Raj govt tables controversial bill, move challenged in HC
Jaipur: The Rajasthan government on Monday tabled a controversial bill that seeks to protect public servants and judges from prosecution and bar the media from reporting on allegations against them without its prior sanction sparking a legal challenge and protests inside and outside the state Assembly.
The Criminal Laws (Rajasthan Amendment) Bill, 2017 was introduced in the Assembly by Home Minister Gulabchand Kataria to replace an ordinance promulgated on September 7. It seeks to shield both serving and former judges, magistrates and public servants in the BJP-ruled state from being investigated for on-duty action without the government's approval. Monday was the first day of the 9th session of the Assembly.
As the move by the Vasundhara Raje government drew widespread flak from various quarters, a BJP rebel MLA Ghanshyam Tiwari opposed the Bill. "This is a kala kanoon (black law), and I am against it," Tiwari told reporters. "It is undemocratic and unconstitutional."
But the Centre defended the bill with Union minister for law and justice PP Chaudhury saying it was a "balanced" measure keeping interests of everyone in mind.
Rajasthan Congress president Sachin Pilot and several party leaders were briefly detained by the police in Jaipur soon after they took out a march against the legislative measure.

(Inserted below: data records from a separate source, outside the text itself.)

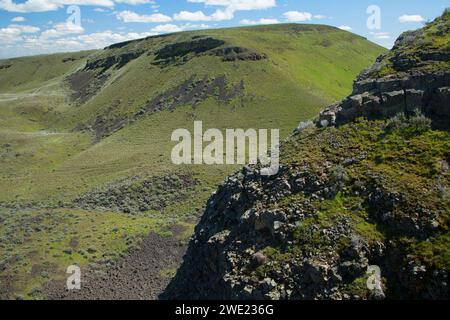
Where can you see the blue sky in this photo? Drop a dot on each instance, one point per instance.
(30, 27)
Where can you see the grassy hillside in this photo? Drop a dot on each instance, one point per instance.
(100, 123)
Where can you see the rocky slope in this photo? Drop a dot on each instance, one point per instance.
(369, 192)
(413, 75)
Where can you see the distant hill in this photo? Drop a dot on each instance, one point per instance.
(361, 206)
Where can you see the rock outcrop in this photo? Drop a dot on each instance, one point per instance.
(414, 75)
(359, 211)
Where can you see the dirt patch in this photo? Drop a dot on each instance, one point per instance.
(190, 92)
(139, 276)
(118, 60)
(238, 53)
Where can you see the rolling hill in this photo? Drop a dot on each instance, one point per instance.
(360, 208)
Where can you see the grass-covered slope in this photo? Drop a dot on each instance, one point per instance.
(87, 133)
(360, 208)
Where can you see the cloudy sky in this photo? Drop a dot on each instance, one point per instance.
(30, 27)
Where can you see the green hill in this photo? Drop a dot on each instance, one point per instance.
(360, 208)
(85, 137)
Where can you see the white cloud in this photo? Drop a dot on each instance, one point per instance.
(14, 33)
(410, 18)
(346, 28)
(229, 7)
(296, 16)
(260, 21)
(24, 28)
(166, 28)
(134, 2)
(37, 45)
(239, 5)
(191, 16)
(18, 19)
(130, 16)
(49, 5)
(218, 15)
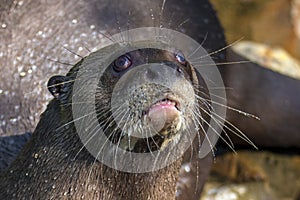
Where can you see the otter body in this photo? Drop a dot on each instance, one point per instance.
(54, 163)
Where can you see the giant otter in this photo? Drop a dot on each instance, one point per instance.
(56, 163)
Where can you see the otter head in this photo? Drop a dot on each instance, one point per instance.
(144, 99)
(150, 99)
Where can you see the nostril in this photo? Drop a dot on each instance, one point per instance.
(150, 74)
(179, 71)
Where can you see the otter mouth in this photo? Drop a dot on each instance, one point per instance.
(164, 117)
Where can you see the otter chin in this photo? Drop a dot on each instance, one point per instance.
(165, 109)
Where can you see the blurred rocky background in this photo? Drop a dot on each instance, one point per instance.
(269, 31)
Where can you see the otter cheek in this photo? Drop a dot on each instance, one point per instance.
(162, 116)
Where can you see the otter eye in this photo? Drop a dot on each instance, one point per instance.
(180, 57)
(122, 63)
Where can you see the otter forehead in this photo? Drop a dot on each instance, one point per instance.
(174, 59)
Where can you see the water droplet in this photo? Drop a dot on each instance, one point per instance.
(74, 21)
(22, 74)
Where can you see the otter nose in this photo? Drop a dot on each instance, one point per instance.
(160, 72)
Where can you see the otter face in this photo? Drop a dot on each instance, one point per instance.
(150, 99)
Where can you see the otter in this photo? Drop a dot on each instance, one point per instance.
(57, 163)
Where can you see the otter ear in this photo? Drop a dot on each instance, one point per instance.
(55, 85)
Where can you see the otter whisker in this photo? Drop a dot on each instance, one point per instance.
(161, 13)
(205, 37)
(76, 54)
(182, 23)
(60, 62)
(219, 50)
(201, 64)
(197, 116)
(214, 130)
(236, 131)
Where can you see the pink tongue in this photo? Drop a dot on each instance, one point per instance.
(162, 115)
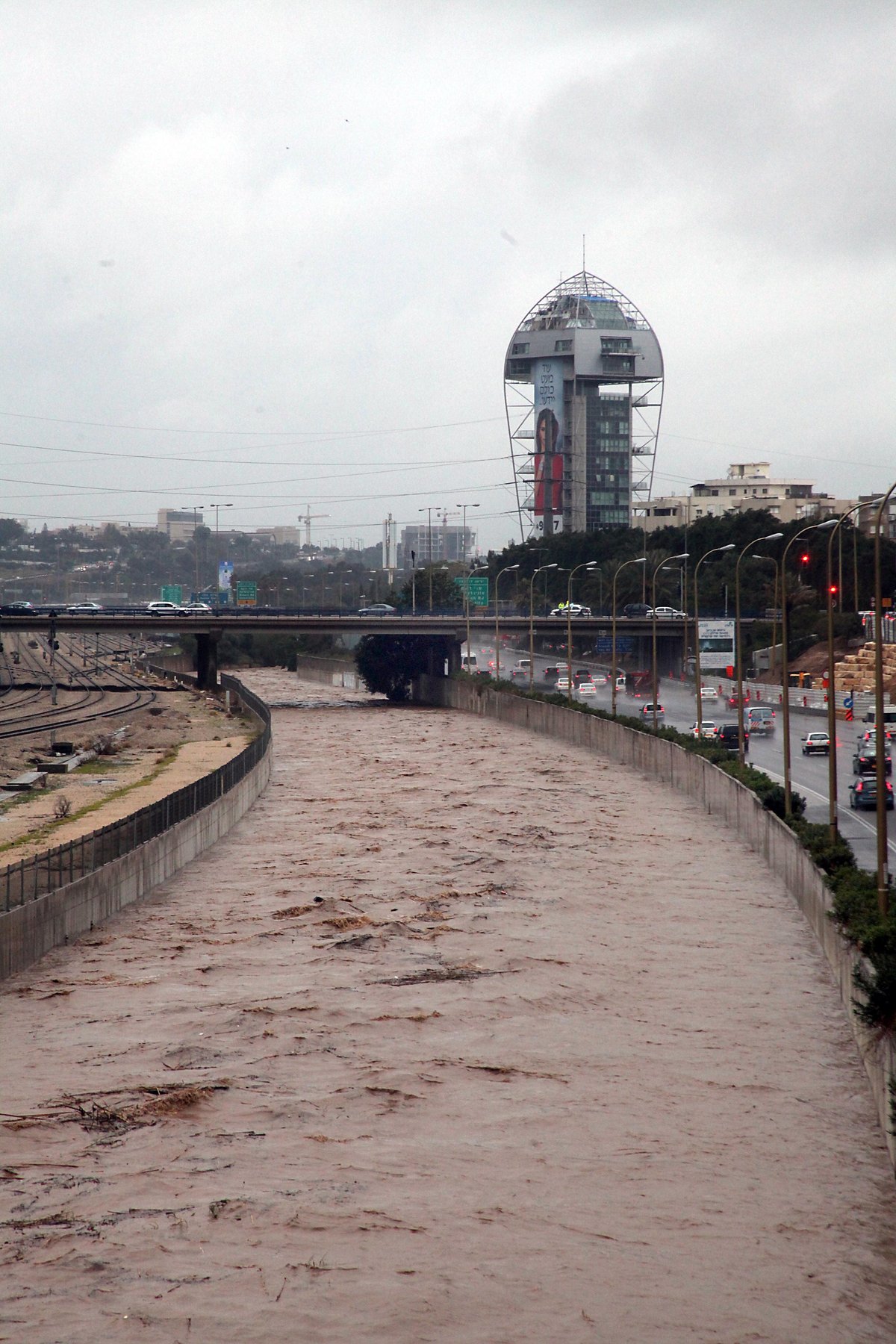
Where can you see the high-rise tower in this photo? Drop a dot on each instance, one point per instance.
(583, 393)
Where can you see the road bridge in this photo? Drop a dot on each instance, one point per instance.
(441, 629)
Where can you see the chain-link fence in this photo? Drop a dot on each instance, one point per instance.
(33, 878)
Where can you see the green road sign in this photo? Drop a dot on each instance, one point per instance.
(476, 589)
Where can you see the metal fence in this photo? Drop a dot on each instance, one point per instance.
(31, 878)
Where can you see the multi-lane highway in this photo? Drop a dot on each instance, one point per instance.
(809, 774)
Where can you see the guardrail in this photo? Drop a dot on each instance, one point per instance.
(60, 867)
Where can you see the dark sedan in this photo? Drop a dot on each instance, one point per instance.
(862, 793)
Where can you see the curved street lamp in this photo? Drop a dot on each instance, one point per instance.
(588, 564)
(497, 636)
(832, 705)
(880, 742)
(716, 550)
(662, 564)
(739, 656)
(541, 570)
(785, 636)
(638, 559)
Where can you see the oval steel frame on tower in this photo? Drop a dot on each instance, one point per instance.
(583, 396)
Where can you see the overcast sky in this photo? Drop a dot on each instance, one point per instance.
(273, 255)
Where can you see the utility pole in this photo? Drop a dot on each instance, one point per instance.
(308, 517)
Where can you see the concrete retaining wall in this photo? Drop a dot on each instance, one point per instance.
(328, 671)
(30, 930)
(721, 796)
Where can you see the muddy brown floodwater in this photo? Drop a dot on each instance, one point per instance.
(461, 1035)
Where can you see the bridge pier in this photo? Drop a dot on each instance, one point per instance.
(207, 662)
(453, 658)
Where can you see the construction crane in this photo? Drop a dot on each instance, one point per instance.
(308, 517)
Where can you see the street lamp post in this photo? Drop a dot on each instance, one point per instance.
(497, 635)
(785, 638)
(464, 507)
(880, 741)
(193, 510)
(771, 537)
(541, 570)
(716, 550)
(653, 593)
(638, 559)
(588, 564)
(217, 577)
(832, 702)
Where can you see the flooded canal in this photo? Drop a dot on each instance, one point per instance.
(461, 1035)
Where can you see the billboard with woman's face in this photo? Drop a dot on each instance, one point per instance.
(548, 441)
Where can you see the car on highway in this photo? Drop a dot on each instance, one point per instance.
(761, 718)
(865, 761)
(815, 744)
(862, 793)
(727, 738)
(869, 738)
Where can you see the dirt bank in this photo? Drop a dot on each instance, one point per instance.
(476, 1039)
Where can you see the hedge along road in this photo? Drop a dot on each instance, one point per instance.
(460, 1035)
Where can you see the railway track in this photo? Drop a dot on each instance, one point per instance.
(89, 694)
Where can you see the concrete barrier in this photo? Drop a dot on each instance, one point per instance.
(33, 929)
(721, 796)
(327, 671)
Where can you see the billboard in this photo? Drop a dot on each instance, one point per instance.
(716, 644)
(548, 444)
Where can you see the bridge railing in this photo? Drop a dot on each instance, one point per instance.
(43, 873)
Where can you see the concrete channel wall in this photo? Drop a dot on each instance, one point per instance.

They were later released.
"We will not let the government pass the bill. We are strongly opposing it," Pilot told reporters after being released.
In the 200-member Rajasthan Assembly, BJP has 160 MLAs while the Congress has 24 members.
The state government while defending the bill said the measure was required to put an end to what it called an end to frivolous litigations against public servants.
The only aim of the ordinance is that people do not misuse section 156(3) CrPC to tarnish the image of honest officers by levelling baseless allegations, according to Kataria. From 2013 to 2017, 73 percent of the people probed under section 156(3) CrPC faced mental harassment although they were not guilty, he said.
The Editors Guild of India urged the Rajasthan government to withdraw the ordinance calling it "harmful".
Activist Bhagwat Gour filed a petition in the Jaipur bench of the high court challenging the ordinance, calling it "arbitrary and mala fide".
The petition contends that the Criminal Laws (Rajasthan Amendment) Ordinance, 2017, was "in contravention of fundamental rights as enshrined under Part-III of the Constitution of India", said Gour's counsel A K Jain.
He said that the ordinance was violative of Article 14 (equality before law), Article 19 (Freedom of Speech) and Article 21 (protection of life and personal liberty) of the Constitution).
In the Assembly, the opposition Congress strongly opposed the bill and staged a walkout. BJP MLA Ghanshyam Tiwari, who had expressed opposition to the ordinance, walked out of the Assembly twice when he was not allowed by the Speaker to raise a point of order.
Union Law Minister Ravi Shankar Prasad defended the Rajasthan government bill to protect judges, magistrates and public servants from being investigated without its prior sanction, saying the move seeks to stop motivated complaints and let honest officers work.
"What I have gathered is that the idea is that there should not be any motivated complaint. Officers were feeling harassed in discharging their duties," he told a press conference at the BJP headquarters.